Gayle Bina, who volunteers with a number of local organizations such as Rooms for the Heart, has served as assistant director for international programs in Mercer's Office of International Programs since March 2013. In that role, she prepares undergraduate and medical students, young physicians and faculty members for medical mission trip experiences. She also serves as the University's liaison for the exchange visitor visa program that hosts Ph.D. students and post-doctorates on all medical school campuses, aids in the facilitation and expansion of medical student overseas experiences, and assists with arranging visiting delegations from international partner medical schools.
She serves as an assistant professor in the medical school's Department of Community and Medicine and helped develop – and teaches in – the Global Health Studies Program in Mercer's College of Liberal Arts.
She earned her master's degree in community health education from Towson State University and bachelor's degree in health and physical education from the University of Hawaii in Manoa.

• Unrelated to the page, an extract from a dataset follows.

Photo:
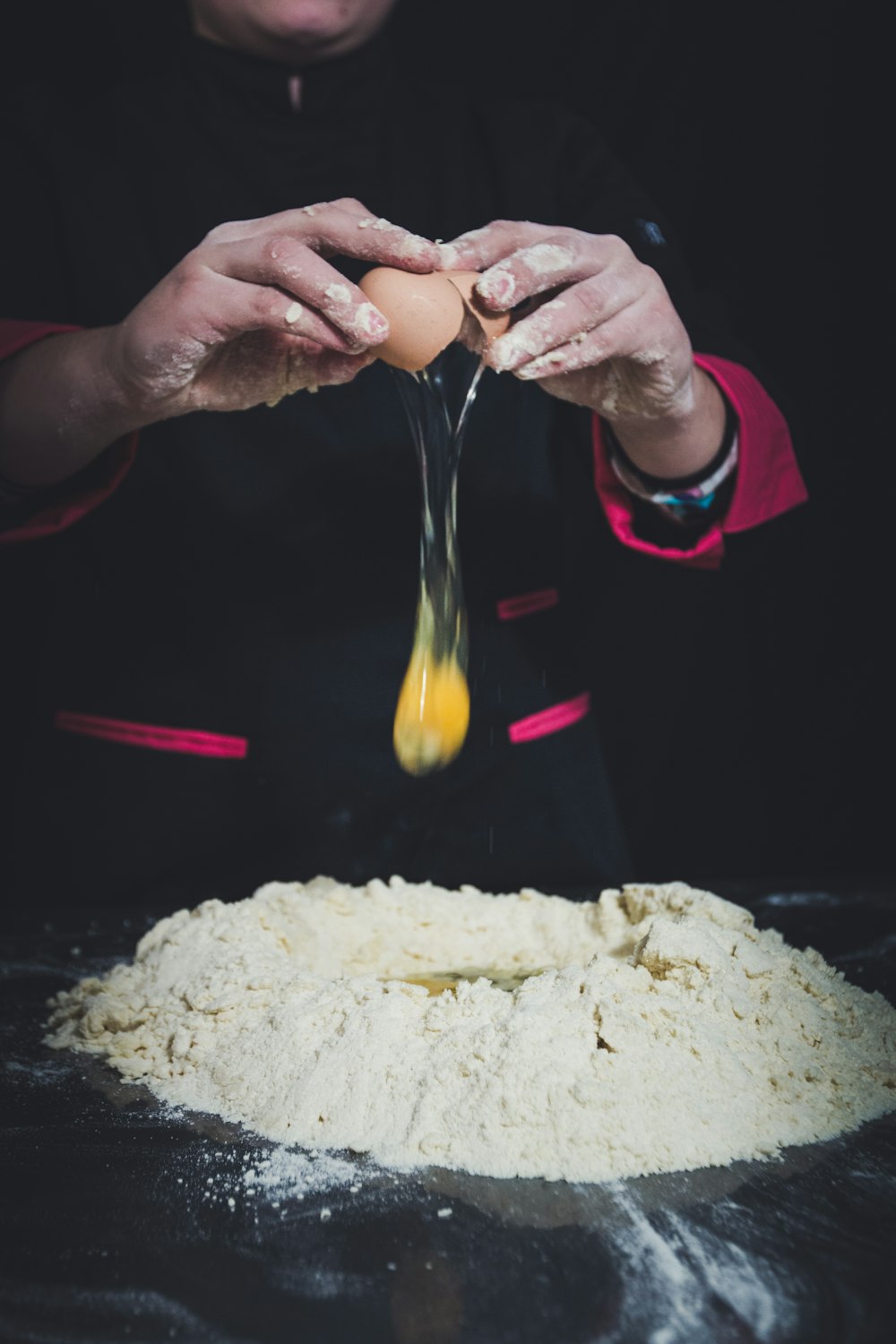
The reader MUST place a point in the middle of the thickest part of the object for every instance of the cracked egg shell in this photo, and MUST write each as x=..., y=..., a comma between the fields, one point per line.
x=492, y=324
x=425, y=314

Bibb County Medical Society is a local professional organization with more than 500 physicians in various specialties as members. It is affiliated with the Medical Association of Georgia and the American Medical Association.

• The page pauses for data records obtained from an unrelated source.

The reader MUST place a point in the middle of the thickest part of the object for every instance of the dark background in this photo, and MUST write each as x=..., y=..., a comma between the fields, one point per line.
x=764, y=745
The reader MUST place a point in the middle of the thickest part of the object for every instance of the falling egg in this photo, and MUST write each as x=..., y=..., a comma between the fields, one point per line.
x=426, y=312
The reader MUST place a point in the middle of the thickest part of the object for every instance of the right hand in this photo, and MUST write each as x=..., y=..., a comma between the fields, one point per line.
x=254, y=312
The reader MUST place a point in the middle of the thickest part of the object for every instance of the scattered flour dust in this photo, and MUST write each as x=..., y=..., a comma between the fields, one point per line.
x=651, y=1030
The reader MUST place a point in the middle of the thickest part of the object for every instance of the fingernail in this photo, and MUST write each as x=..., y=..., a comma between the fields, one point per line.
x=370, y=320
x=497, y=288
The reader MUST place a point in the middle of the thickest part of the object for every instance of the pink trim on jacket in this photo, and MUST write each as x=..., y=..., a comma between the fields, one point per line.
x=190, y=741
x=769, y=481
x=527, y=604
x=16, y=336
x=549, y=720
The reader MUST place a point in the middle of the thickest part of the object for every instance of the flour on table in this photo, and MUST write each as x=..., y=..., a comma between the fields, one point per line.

For more information, visit www.bibbphysicians.org.
About the Mercer University School of Medicine (Macon, Savannah and Columbus)
Mercer University's School of Medicine was established in 1982 to educate physicians and health professionals to meet the primary care and health care needs of rural and medically underserved areas of Georgia. Today, more than 60 percent of graduates currently practice in the state of Georgia, and of those, more than 80 percent are practicing in rural or medically underserved areas of Georgia. Mercer medical students benefit from a problem-based medical education program that provides early patient care experiences. Such an academic environment fosters the early development of clinical problem-solving and instills in each student an awareness of the place of the basic medical sciences in medical practice. The School opened a full four-year campus in Savannah in 2008 at Memorial University Medical Center. In 2012, the School began offering clinical education for third- and fourth-year medical students in Columbus. Following their second year, students participate in core clinical clerkships at the School's primary teaching hospitals: Medical Center, Navicent Health in Macon; Memorial University Medical Center in Savannah; and The Medical Center and St. Francis Hospital in Columbus. The School also offers master's degrees in family therapy, preclinical sciences and biomedical sciences and a Ph.D. and Psy.D. in clinical medical psychology.